July 30, 2012 at 2:32 pm #166645
Eric L. PooleParticipant
Even before you begin your job search for the next step in the ladder, you should be considering who will pick up the load when you exit. Never work in a vacuum. Identify a capable person, bounce ideas off them, and regale them with stories about the people with whom you interface. Keep your files and notes organized. Then, when the time comes, the transition period can be short but effective. The old two week notice is plenty of time to go over the current status of your work in detail, and to introduce the replacement to your contacts. The boss may override your idea of a replacement, but at least you tried.
The other key is to make a clean break. Just like any relationship, if you are going to end it, end it decisively. If your replacement calls with factual questions, such as where did you store some files, what is the name of this contact, go ahead and give the answers. These calls won’t go on for very long. But if they call for advice, provide non-answers. It’s not your job anymore, you don’t make the calls, they need to take over the work and be in charge.
July 30, 2012 at 4:18 pm #166643
Elizabeth Fischer LaurieParticipant
I agree with most of Jerry’s point except for “[g]ive as much notice as is humanly possible.” Depending on the position and the level of access to sensitive company information this can backfire spectacularly.
My husband gave 5 weeks notice at a previous job and, due to the nature of his position, found himself out of work the next day. The company was kind enough to acknowledge he was trying to be helpful and paid him two-weeks severance pay. Also, he was able to begin sooner at his new job so it was not a financial hardship. Regardless, it was quite a shock and a lesson well learned.

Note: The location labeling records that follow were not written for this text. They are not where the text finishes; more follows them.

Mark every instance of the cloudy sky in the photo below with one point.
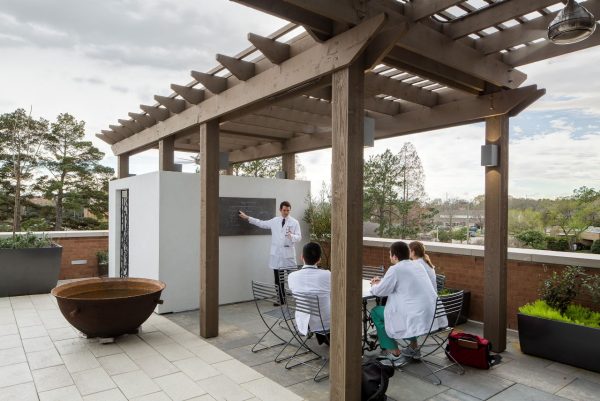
(100, 60)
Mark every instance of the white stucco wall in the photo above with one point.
(165, 237)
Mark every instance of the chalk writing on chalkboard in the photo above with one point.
(231, 224)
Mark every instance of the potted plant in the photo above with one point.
(102, 257)
(29, 264)
(556, 329)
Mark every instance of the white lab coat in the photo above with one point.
(312, 280)
(411, 301)
(283, 253)
(430, 272)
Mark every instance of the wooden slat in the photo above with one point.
(346, 240)
(242, 70)
(166, 154)
(494, 15)
(496, 236)
(209, 229)
(273, 50)
(296, 72)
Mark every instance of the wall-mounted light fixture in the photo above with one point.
(489, 155)
(369, 132)
(572, 24)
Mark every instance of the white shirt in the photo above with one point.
(283, 253)
(430, 272)
(312, 280)
(411, 301)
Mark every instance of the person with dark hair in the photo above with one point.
(285, 232)
(409, 309)
(312, 280)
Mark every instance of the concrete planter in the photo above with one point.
(567, 343)
(29, 271)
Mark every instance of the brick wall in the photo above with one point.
(466, 272)
(80, 248)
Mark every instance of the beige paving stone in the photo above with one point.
(61, 394)
(10, 341)
(8, 328)
(62, 333)
(210, 354)
(37, 344)
(156, 366)
(179, 387)
(33, 331)
(223, 388)
(14, 374)
(108, 395)
(43, 359)
(135, 384)
(51, 378)
(267, 390)
(11, 356)
(19, 392)
(196, 368)
(117, 364)
(174, 352)
(237, 371)
(80, 361)
(93, 381)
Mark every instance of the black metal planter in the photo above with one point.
(567, 343)
(29, 271)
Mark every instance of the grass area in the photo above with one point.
(575, 314)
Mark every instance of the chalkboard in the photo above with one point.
(231, 224)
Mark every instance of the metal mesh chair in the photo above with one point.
(309, 304)
(264, 295)
(435, 340)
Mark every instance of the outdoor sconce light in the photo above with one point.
(223, 160)
(369, 132)
(489, 155)
(572, 24)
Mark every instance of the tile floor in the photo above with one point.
(519, 377)
(43, 358)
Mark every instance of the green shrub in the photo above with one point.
(27, 240)
(559, 290)
(575, 314)
(557, 244)
(532, 238)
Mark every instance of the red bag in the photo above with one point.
(471, 350)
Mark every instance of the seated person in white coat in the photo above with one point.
(410, 306)
(417, 253)
(312, 280)
(285, 232)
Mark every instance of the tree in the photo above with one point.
(76, 179)
(21, 141)
(382, 180)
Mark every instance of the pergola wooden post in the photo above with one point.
(209, 231)
(496, 235)
(288, 164)
(123, 165)
(166, 154)
(347, 116)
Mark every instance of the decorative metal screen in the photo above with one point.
(124, 249)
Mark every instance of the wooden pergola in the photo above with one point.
(412, 66)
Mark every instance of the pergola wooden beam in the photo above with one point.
(276, 52)
(192, 95)
(294, 73)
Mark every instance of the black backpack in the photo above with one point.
(375, 378)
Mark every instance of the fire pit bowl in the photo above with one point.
(108, 307)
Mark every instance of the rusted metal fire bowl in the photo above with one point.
(108, 307)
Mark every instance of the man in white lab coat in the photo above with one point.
(285, 232)
(312, 280)
(410, 306)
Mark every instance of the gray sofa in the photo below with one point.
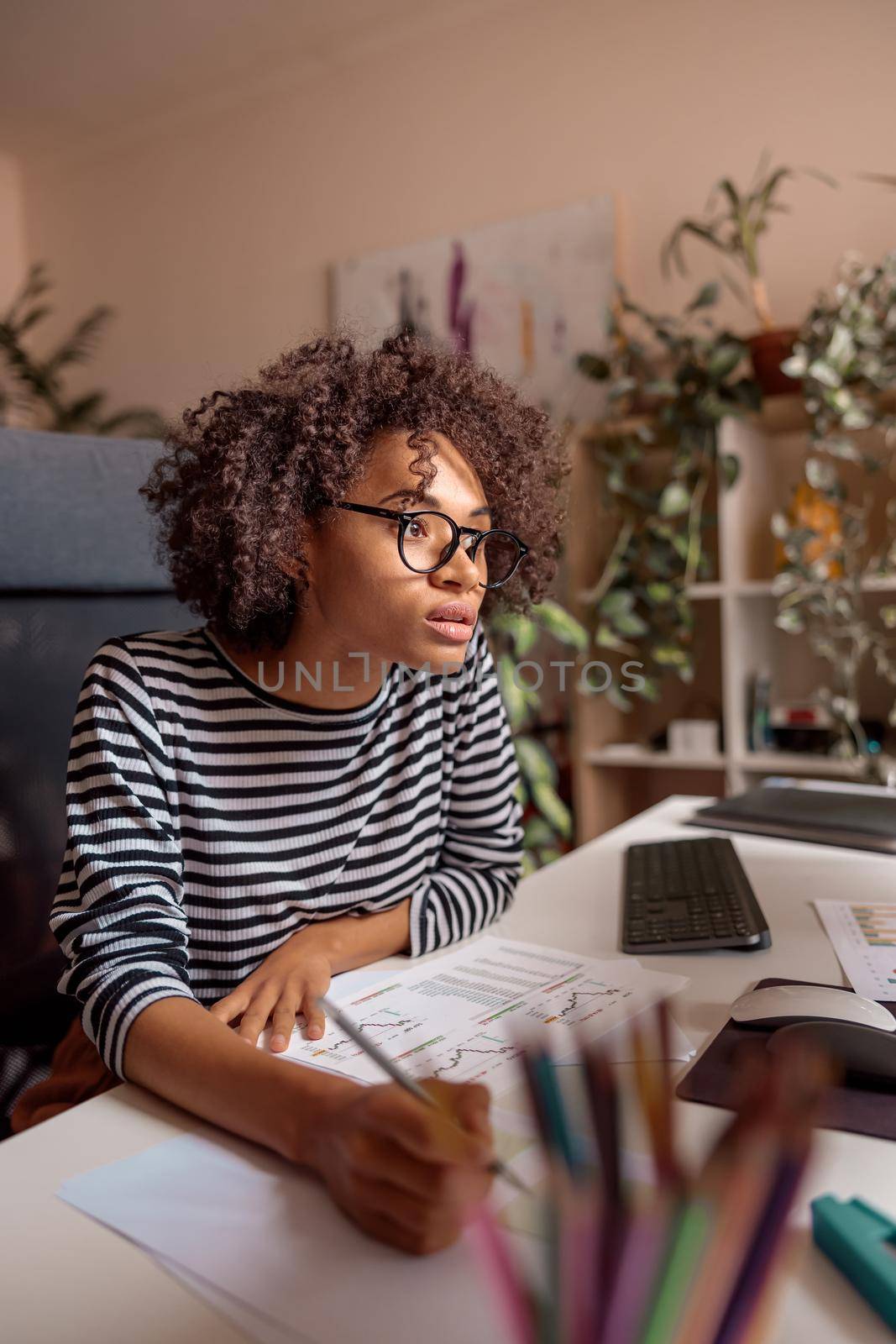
(76, 566)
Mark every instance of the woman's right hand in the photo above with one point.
(403, 1171)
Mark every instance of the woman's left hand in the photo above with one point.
(286, 983)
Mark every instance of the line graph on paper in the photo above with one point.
(864, 938)
(464, 1015)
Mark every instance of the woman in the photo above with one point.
(317, 777)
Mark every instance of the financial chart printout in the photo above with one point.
(461, 1016)
(864, 938)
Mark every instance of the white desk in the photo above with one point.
(65, 1277)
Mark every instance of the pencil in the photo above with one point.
(398, 1075)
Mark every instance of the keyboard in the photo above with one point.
(689, 895)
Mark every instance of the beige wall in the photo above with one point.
(211, 233)
(13, 228)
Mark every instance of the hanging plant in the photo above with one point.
(671, 381)
(33, 387)
(547, 820)
(846, 358)
(732, 223)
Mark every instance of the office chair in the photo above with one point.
(76, 568)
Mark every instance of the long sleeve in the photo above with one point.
(117, 914)
(481, 855)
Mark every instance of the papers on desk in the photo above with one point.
(457, 1018)
(255, 1230)
(864, 938)
(262, 1241)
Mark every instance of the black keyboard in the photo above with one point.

July 30, 2012 at 4:26 pm #166641
Elizabeth Fischer LaurieParticipant
I agree with the need for a goodbye party. I was a very high performer at a private sector job a few years ago. When I left, no one even said goodbye to me let alone had a lunch or party. I have always been a little bothered by this because I put so much into that company.
Whenever someone I know leaves my current office, I make sure they are acknowledged in some way. I hope that my concerted efforts are remembered down the line when I decide to make a career change.
August 6, 2012 at 2:28 pm #166639
Ebony Scurry, PHR, GCDF-IParticipant
Wow Marc. What you did took a ton of both courage, humility, and tackfulness. I’m so glad it paid off for you. Your experience really shows just how important it is to “treat others as you would ilke to be treated” and not burn bridges. You actually didn’t just not burn your bridge, you built another one and as a result you left with more dignity and respect than you may have otherwise left with. Thak you for sharing your experience with us.